Samoa election result hailed as victory for women

WELLINGTON, April 12, 2021 (BSS/AFP) – Samoa’s cliff-hanger general election is a victory for under-represented women in Pacific island politics, regardless of the final outcome, opposition leader Fiame Naomi Mataafa said Monday.

Her FAST party is on the cusp of a major upset after Friday’s vote, leaving incumbent Prime Minister Tuilaepa Sailele Malielegaoi fighting for his political life after 22 years in office.

The result is even more extraordinary because FAST has managed to challenge one of the world’s longest-serving democratically elected leaders just nine months after the party was formed.

Mataafa said she was feeling “very thankful” for the support FAST has received, with preliminary results showing it deadlocked with the ruling Human Rights Protection Party at 25 seats apiece in the 51-seat parliament.

That leaves lone independent Tuala Tevaga Iosefo Ponifasio holding the balance of power, with the ability to choose Samoa’s next leader.

Mataafa said she would open discussions with Ponifasio on Monday but it could be weeks before an outcome is known as a result would likely be subject to legal challenges.

She said even if FAST failed to win government, the level of support for a female-led party was a game-changer for women’s participation in politics.

“I don’t think it’s just (becoming) prime minister, it’s in any field where women have trail-blazed,” she told New Zealand broadcaster TVNZ.

“I’ve always been conscious of the fact that I’m a role model and of course I’ve been a very strong advocate of women’s participation in politics.

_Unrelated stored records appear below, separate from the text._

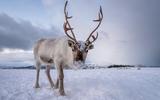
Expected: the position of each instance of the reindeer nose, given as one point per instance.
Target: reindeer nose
(79, 56)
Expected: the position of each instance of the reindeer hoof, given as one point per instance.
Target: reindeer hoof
(56, 86)
(37, 86)
(62, 93)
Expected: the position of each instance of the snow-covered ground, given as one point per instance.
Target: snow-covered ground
(97, 84)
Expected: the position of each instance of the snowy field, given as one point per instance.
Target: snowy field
(98, 84)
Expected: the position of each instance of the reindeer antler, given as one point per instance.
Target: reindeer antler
(100, 17)
(67, 26)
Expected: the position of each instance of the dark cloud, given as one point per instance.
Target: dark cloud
(21, 34)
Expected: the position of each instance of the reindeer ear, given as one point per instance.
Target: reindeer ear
(91, 46)
(70, 43)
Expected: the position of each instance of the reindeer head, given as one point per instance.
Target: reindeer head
(80, 48)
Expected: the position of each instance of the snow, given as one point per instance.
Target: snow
(97, 84)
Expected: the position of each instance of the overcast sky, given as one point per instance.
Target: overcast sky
(129, 34)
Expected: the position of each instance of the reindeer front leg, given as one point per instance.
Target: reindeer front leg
(48, 67)
(60, 79)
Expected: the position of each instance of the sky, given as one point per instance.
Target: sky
(129, 33)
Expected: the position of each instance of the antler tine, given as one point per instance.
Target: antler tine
(100, 17)
(66, 23)
(94, 38)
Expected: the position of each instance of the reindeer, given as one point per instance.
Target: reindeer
(63, 51)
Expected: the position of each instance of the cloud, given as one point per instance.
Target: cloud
(21, 34)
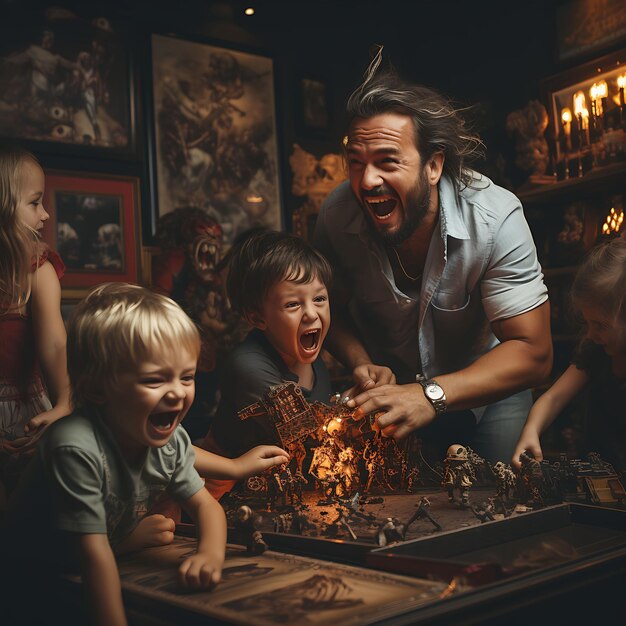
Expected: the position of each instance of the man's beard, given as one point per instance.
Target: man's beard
(414, 212)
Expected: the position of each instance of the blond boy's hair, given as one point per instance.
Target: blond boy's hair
(116, 327)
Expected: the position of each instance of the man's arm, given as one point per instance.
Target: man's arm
(523, 359)
(101, 581)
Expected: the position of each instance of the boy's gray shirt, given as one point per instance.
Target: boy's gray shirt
(80, 482)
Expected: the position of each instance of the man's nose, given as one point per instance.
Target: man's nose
(371, 178)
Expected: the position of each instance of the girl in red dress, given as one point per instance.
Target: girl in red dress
(34, 386)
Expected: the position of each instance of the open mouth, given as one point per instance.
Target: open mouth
(381, 206)
(163, 421)
(310, 339)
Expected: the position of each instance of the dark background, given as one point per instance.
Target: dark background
(490, 56)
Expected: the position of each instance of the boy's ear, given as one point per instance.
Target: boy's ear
(254, 318)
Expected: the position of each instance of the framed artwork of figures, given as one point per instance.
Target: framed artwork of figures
(94, 226)
(215, 134)
(65, 84)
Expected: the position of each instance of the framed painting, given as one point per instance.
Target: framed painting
(65, 83)
(313, 115)
(94, 226)
(589, 27)
(215, 145)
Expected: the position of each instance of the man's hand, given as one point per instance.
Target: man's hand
(529, 443)
(407, 409)
(259, 459)
(42, 421)
(201, 570)
(367, 376)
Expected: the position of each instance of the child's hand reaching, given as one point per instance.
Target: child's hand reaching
(259, 459)
(201, 571)
(528, 442)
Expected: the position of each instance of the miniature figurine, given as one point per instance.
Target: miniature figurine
(422, 512)
(506, 480)
(458, 474)
(341, 521)
(245, 523)
(390, 531)
(298, 485)
(300, 522)
(412, 477)
(532, 480)
(484, 512)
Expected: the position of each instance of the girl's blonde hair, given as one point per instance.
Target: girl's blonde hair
(18, 242)
(113, 329)
(601, 281)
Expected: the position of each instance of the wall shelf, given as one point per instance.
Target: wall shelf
(596, 179)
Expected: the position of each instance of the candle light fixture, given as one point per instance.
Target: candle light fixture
(613, 222)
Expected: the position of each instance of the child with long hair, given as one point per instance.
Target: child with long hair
(34, 386)
(599, 295)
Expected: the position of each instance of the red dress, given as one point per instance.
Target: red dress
(22, 391)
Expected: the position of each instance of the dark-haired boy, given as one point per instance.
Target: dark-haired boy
(280, 284)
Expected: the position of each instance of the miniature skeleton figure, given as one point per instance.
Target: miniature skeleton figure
(376, 473)
(298, 485)
(506, 480)
(484, 512)
(341, 521)
(274, 488)
(390, 531)
(297, 451)
(245, 524)
(532, 480)
(412, 477)
(458, 474)
(300, 522)
(422, 512)
(282, 523)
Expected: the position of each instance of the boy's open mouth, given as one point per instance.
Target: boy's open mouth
(163, 421)
(309, 340)
(381, 206)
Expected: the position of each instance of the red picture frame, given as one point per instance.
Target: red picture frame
(94, 225)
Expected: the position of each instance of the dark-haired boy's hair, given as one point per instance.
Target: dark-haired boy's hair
(266, 257)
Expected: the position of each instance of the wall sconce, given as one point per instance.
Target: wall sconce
(613, 222)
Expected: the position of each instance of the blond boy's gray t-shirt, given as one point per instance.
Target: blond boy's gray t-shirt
(79, 482)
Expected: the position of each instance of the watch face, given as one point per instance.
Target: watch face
(434, 392)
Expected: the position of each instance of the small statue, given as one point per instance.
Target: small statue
(245, 523)
(484, 512)
(412, 477)
(422, 512)
(458, 474)
(532, 479)
(390, 531)
(506, 480)
(298, 485)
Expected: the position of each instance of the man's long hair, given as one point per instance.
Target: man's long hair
(439, 127)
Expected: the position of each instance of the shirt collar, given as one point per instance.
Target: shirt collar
(452, 223)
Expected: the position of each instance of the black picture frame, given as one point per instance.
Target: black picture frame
(588, 27)
(212, 132)
(67, 85)
(313, 113)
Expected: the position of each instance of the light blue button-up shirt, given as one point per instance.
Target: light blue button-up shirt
(481, 267)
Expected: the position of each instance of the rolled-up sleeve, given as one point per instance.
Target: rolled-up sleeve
(185, 481)
(76, 478)
(513, 281)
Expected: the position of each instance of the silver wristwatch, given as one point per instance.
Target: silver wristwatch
(434, 393)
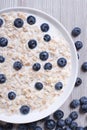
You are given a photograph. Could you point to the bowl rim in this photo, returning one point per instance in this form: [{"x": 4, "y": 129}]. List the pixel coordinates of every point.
[{"x": 26, "y": 119}]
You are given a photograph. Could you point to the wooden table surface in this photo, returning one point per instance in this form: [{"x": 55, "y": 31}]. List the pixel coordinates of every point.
[{"x": 70, "y": 13}]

“The message for women, particularly young women, is that once you open the door you can do this.”

Politics has traditionally been a male preserve in the Pacific islands, with Hilda Heine of the Marshall Islands still the only woman to lead an island nation when she was president from 2016-20.

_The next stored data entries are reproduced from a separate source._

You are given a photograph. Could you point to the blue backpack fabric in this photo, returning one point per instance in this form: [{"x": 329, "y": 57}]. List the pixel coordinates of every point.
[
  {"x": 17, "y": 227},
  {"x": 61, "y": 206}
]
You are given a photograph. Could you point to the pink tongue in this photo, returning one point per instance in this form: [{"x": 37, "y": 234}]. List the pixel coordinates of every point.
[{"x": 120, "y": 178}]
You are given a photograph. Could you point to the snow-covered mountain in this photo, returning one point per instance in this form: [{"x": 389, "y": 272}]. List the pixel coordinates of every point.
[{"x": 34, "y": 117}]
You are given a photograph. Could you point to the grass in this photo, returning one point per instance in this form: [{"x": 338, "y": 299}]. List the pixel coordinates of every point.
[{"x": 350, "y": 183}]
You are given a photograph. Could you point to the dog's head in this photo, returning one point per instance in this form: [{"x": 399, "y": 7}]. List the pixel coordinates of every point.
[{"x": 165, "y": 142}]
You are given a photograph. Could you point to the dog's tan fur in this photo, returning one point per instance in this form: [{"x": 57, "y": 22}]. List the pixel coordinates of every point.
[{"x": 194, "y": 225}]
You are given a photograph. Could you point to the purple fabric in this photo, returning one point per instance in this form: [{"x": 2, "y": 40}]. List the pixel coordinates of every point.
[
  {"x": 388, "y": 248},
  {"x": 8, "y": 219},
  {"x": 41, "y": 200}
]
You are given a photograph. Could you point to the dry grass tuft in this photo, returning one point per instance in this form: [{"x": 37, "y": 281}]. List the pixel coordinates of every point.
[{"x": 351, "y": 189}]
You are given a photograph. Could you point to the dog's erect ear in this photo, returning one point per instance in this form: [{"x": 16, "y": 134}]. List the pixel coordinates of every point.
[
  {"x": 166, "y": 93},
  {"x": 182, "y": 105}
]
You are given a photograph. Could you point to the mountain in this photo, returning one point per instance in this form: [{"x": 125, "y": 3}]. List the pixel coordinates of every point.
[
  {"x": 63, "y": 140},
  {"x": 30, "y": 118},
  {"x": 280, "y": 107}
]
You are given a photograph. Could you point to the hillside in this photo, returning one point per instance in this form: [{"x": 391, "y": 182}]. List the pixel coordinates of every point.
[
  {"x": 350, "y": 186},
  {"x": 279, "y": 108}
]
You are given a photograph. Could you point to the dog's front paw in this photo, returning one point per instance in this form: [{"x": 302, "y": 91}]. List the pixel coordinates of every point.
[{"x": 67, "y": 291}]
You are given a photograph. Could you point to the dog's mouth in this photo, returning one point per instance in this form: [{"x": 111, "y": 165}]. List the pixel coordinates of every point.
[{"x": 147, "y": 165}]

“Women’s representation (globally) is the lowest in the Pacific island states as women hold six percent of seats, and they are not represented in parliaments in three countries,” UN Women said in an assessment released in January by the UN gender equity group.

A 2015 paper from the National University of Samoa said there were specific barriers to women entering politics in the nation of 220,000 linked to their exclusion from grassroots decision-making at the village level.

However, Mataafa, 64, is perhaps uniquely placed to challenge such gender restrictions due to her family’s exalted status in Samoa and her proven record during 36 years in parliament.

Mataafa’s father was Samoa’s first prime minister when it gained independence in 1962 after nearly 50 years as a New Zealand protectorate.

After entering parliament in 1985, she became the country’s first female cabinet minister, then deputy prime minister in 2016 until she quit last year when Malielegaoi introduced new laws that she believed undermined the constitution.